Ofer had five children with his first wife.
"Halt the peace talks with the Palestinians"
"We are making every effort to understand the incident and apprehend those responsible," IDF Chief of General Staff Lt. Gen. Benny Gantz said on Saturday during a meeting with Druze community leaders.
President Shimon Peres remarked that "no one will rest until these murderers are detected and the bigger picture comes together -- everything that happened."
"I would like to extend my condolences to the family and express my grief over the loss of a high-ranking IDF officer, who served his people and his country admirably," the president said.
Over the weekend, Israeli politicians, who did not wait for confirmation as to the nature and motives of the attack, vowed that the culprits would be caught and punished.
Housing Minister Uri Ariel (Habayit Hayehudi), who was personally acquainted with the victim (affectionately known as "little Yaya"), had even met with him recently. "This was yet another vile, murderous terror attack that proves once again that the so-called peace talks yield only peace victims," he said, demanding that the prime minister halt peace talks with the Palestinians immediately. "It yields nothing but the shedding of Jewish blood," he said.
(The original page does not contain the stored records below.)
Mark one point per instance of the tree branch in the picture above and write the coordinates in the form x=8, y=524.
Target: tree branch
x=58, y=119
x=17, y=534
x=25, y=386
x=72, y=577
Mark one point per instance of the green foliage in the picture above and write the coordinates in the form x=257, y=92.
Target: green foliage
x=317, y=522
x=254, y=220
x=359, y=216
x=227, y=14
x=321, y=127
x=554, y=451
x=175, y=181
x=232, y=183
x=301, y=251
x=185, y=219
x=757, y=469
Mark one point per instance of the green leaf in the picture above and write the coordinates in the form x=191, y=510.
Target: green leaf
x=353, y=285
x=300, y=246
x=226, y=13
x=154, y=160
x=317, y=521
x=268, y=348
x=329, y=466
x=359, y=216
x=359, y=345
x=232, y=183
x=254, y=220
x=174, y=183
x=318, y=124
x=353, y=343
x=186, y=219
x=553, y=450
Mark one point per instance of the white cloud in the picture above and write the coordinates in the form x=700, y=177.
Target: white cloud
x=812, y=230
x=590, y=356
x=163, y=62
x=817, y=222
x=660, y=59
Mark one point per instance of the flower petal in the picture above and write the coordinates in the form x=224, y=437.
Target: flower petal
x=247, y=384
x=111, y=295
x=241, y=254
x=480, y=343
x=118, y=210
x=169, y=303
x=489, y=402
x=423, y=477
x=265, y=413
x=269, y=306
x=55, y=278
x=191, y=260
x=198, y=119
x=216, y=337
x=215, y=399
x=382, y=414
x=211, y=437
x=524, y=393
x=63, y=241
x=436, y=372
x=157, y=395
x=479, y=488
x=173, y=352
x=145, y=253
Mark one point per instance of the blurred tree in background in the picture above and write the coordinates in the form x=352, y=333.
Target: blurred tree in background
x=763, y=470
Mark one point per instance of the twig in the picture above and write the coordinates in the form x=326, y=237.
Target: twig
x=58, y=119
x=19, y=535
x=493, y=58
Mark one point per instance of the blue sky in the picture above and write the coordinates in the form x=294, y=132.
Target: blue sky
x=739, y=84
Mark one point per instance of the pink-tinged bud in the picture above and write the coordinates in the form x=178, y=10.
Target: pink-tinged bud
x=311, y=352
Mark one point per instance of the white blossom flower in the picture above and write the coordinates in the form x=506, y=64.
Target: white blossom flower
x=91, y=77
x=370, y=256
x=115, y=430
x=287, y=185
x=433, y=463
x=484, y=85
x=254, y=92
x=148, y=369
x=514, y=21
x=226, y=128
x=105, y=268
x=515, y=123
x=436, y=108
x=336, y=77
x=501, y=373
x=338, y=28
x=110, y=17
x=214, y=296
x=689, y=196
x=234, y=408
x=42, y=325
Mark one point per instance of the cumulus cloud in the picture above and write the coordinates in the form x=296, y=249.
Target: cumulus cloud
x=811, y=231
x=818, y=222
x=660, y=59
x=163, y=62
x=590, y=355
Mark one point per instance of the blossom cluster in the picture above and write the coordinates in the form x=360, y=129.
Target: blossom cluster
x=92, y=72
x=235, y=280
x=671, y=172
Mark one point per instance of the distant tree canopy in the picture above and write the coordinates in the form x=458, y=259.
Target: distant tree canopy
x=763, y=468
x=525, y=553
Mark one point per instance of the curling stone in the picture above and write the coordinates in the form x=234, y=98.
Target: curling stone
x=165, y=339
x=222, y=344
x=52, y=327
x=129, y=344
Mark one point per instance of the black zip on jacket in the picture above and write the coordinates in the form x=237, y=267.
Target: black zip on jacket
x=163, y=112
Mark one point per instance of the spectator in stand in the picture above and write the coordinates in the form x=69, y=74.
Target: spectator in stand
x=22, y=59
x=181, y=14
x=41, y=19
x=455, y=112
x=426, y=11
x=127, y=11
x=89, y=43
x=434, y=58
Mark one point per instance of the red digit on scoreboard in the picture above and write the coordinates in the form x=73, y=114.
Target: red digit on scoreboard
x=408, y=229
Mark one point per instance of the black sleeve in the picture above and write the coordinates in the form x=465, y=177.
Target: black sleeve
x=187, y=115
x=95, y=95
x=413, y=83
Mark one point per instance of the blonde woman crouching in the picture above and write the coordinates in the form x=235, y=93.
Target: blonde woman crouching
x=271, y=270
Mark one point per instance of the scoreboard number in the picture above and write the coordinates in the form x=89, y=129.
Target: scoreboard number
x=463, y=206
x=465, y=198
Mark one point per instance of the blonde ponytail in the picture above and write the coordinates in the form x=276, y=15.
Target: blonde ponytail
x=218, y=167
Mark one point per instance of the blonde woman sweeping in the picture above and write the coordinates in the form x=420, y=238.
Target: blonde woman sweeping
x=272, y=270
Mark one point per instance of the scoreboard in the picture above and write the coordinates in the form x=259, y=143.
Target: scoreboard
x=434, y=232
MK Omer Bar-Lev (Labor) said that he too had known the victim personally from their service together in the IDF. "This was a despicable murder and I am convinced that the IDF and the security forces will get their hands on the perpetrators," Bar-Lev said over the weekend. "I urge the people of [Israel's] right wing to behave respectfully and refrain from taking advantage of this murder for political purposes, at least until after the funeral."
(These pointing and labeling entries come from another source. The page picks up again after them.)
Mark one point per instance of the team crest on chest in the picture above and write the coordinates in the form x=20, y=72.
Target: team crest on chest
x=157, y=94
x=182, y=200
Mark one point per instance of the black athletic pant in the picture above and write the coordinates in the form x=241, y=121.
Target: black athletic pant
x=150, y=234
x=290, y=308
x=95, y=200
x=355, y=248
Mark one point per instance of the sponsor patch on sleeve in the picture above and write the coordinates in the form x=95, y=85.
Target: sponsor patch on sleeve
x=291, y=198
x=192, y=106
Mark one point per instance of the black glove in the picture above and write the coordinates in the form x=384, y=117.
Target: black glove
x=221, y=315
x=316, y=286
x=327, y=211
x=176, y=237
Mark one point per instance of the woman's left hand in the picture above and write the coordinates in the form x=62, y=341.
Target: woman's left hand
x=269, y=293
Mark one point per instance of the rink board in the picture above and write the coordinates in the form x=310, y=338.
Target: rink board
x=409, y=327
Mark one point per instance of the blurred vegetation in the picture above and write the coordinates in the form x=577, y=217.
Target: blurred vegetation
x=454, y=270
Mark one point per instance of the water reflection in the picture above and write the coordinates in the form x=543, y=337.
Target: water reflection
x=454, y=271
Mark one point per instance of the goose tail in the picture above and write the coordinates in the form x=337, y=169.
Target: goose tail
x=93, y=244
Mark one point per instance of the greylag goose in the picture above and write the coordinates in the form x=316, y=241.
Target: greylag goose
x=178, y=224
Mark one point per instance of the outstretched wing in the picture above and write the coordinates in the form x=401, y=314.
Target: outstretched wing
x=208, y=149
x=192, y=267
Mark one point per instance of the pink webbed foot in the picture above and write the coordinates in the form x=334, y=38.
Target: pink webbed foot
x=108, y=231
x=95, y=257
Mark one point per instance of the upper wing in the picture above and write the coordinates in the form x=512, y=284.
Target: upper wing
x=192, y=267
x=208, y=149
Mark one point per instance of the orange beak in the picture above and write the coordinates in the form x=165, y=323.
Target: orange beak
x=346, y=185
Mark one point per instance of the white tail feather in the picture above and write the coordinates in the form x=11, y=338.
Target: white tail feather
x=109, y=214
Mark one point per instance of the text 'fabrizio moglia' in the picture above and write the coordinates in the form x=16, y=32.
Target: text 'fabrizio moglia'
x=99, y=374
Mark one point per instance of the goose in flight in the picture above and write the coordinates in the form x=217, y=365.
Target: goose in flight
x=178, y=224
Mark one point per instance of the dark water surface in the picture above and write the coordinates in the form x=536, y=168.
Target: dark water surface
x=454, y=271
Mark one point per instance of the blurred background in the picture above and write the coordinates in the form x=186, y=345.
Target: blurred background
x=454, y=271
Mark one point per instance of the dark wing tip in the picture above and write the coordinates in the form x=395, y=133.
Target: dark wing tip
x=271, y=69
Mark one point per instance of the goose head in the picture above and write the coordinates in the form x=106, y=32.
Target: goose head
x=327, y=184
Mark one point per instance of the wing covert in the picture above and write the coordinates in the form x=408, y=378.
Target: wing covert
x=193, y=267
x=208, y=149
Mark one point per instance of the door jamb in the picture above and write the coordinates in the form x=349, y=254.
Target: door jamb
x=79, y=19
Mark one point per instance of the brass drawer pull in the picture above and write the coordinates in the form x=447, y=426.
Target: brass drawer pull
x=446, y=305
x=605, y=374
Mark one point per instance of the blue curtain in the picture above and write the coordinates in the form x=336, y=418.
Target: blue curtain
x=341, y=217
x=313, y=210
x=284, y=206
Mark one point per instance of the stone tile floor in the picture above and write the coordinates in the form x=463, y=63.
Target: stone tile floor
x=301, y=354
As of Saturday night, there was no official Palestinian response to the attack. A senior Palestinian official told Israel Hayom however that the recent spike in violent nationalistically motivated incidents across Judea and Samaria was a direct result of failure to coordinate between Israeli and Palestinian security forces in the area. "The Israeli army does as it pleases in territories that are supposed to be under Palestinian control," the source said.
"He was an amazing man"
Surrounded by her children at the hospital where she was being treated for her own injuries, Monique described her late husband as an "amazing man who was overcome by two bastards."
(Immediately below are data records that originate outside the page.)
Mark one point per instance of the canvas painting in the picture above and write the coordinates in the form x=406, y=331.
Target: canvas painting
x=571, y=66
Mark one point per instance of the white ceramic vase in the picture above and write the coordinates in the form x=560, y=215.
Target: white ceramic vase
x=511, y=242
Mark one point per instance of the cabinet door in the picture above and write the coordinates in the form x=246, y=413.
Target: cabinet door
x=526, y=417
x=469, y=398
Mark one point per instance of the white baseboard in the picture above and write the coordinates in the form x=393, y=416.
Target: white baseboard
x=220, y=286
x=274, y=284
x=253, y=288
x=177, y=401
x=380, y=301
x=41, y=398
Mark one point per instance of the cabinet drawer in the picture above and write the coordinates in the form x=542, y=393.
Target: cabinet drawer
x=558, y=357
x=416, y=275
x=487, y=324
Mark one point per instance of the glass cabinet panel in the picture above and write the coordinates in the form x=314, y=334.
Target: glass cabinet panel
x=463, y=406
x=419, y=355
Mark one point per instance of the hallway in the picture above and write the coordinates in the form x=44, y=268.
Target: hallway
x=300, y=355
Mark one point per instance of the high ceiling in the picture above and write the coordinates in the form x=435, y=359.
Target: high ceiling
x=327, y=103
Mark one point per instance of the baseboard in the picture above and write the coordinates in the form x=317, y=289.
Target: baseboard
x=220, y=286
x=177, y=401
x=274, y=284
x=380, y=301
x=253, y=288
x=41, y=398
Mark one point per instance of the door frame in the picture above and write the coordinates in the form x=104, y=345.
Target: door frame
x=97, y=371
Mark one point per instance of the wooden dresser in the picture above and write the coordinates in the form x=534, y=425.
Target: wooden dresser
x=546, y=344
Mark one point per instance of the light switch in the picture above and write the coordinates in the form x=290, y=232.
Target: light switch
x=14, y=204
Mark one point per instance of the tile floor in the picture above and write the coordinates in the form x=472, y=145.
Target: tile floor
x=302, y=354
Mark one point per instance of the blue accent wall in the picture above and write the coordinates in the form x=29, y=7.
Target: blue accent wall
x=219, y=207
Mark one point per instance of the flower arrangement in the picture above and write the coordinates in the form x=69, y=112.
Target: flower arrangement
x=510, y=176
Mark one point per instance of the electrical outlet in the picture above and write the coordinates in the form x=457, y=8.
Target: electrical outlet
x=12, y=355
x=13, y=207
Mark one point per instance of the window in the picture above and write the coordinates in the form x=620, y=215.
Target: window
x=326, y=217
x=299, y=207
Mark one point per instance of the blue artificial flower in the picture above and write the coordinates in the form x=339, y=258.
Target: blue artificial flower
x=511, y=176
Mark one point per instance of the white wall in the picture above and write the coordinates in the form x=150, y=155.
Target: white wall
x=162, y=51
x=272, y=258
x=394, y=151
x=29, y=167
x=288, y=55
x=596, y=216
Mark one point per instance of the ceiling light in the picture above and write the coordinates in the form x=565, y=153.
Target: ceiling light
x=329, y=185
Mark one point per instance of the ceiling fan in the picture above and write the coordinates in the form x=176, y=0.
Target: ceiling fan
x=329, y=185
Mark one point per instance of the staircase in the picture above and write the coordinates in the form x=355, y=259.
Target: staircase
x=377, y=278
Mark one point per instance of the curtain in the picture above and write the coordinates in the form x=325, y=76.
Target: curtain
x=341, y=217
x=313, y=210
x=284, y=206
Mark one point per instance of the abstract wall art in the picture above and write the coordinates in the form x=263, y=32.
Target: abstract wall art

Monique, who had been injured in her leg while trying to flee the assailants, arrived at the emergency room in Afula at around 3 a.m., unaware that her husband had been killed. It was only after she received initial care that she was given the terrible news.
"Is there anyone who didn't know Yaya Ofer?" she asked, using Sraya's nickname. "He was a military man for many years. He commanded over the Gaza Strip, Givati [an infantry brigade], Shaldag [an air force commando unit]. He was an amazing man, amazing father, amazing grandfather, amazing husband, I have no words. ..."
"Everybody loved him and felt close to him," she went on to say. "How could they do this to Yaya? They caught him by surprise."
"I cannot wrap my head around this. It isn't happening. We lived in the Jordan Valley. We were surrounded by other communities. This was a community of a handful of people, just like there are in other places. After losing such a dear man, we, as a country, need to do the right thing and do everything in our power so that things get better and people can live in peace and quiet," she said.
She said that she did not plan to return to the Jordan Valley or to Brosh Habika. The fact that suspects had been arrested did not interest her. "I am not thinking about it right now, how many people were arrested or who. I am thinking about entirely different things -- the sadness inside me. I am not processing this at all."